Sunday, December 14, 2008

"Only in theory do we begin to suspect the power of aesthetics to shape our lives."

I was in the doctor's office waiting room this week, and I happened to pick up an old issue of The New Yorker from back in June. I was pleasantly surprised to find an essay by Tobias Wolff about a time when he saw Bergman's Winter Light at a church screening in Oxford. I really liked Wolff's optimistic reading of the film:
Bergman takes care to show that Tomas and the fisherman are not alone in their suffering, and that others, equally afflicted—the fisherman’s wife, the pastor’s steadfast lover, his hunchbacked assistant—are able to bear their pain into a still deeper faith and capacity for love.
This is how I want to read Winter Light. It is an unexpected affirmation of faith, not a rejection of faith as it is normally read.

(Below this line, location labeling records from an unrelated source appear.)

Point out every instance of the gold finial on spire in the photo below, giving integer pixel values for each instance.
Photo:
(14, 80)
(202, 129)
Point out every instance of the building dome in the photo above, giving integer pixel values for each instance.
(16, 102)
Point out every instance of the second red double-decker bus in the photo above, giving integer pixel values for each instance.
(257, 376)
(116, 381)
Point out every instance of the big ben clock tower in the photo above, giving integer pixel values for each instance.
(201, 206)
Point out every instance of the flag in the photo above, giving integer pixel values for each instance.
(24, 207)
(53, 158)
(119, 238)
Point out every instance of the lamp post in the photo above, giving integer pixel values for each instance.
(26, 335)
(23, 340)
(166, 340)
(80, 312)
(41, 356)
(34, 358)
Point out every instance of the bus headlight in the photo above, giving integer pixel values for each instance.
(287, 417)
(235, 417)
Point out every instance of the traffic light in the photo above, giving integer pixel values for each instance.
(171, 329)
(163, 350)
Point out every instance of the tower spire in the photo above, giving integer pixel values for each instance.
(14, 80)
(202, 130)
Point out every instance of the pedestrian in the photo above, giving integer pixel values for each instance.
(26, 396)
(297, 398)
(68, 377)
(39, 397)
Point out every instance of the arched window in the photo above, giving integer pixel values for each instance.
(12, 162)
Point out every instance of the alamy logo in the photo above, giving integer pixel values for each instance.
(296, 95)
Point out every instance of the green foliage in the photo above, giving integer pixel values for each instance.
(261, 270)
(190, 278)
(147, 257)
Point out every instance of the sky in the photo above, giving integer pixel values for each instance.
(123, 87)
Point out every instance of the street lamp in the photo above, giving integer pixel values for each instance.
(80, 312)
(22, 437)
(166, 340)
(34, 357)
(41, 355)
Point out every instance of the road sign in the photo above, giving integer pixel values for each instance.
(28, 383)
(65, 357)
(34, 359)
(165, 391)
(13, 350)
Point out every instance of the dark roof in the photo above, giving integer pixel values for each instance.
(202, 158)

But the point of the essay is not really about Winter Light. It is about the importance of art and beauty. After seeing the film, Wolff says he "felt harrowed, crust broken, buried things churning to the surface." At that point in his life Wolff was an atheist, but he was open to hearing what the minister might say about the film. Until the minister put up a slide of William Holman Hunt's painting "The Light of the World" which Wolff found "garish, melodramatic, cloying in its technique and sentimentality". Wolff ended up continuing in his life as a disbeliever until, years later, he discovered the poetry of George Herbert, Gerard Manley Hopkins, and T.S. Eliot.

Wolff concludes:
We like to think of our beliefs, and disbeliefs, as founded on reason and close, thoughtful observation. Only in theory do we begin to suspect the power of aesthetics to shape our lives.
But he notes that not everyone experiences beauty in the same way. A friend of his who was with him at the Winter Light screening was converted by the Holman Hunt painting that put Wolff off. His encounter with the painting put him on a path that eventually led him to being a missionary in Africa. Peggy Rosenthal over at the Image Journal interprets this as a lesson about the power even bad art can have to point us toward truth:
We must admit that in our popular culture plenty of bad art stirs people to genuinely good religious faith, a faith that issues in loving actions and a Christ-like spirit.
I'm not sure that's quite right. This is a lesson about the importance of context. Wolff writes that "the contrast between Bergman’s severe, honest art and this painting, on the same screen, chilled me" (my emphasis). I actually don't hate the Holman Hunt painting. I think it does have a (perhaps simplistic) kind of beauty. But I can see how in juxtaposition to Bergman's film it would come off banal. So why didn't Wolff's friend notice this jarring juxtaposition? The context of film appreciation is not entirely external. It is internal and subjective, too. We bring our own context to the work.

If all we look at is the objective context of the chapel in Oxford on a night in the winter of 1970, then all we see is the contrast between Winter Light and Holman Hunt. But if we could see into the heart of Wolff's friend, we could see why he was able to experience the beauty of the painting while for Wolff that small beauty was outshone by the brilliance of Bergman's film. Every object has some beauty in it, and every beauty has some truth. And the power of beauty's truth is so strong that it can work even through less than brilliant artworks. I guess I'm ultimately saying the same thing as Rosenthal: even lesser art can shape our lives for the better.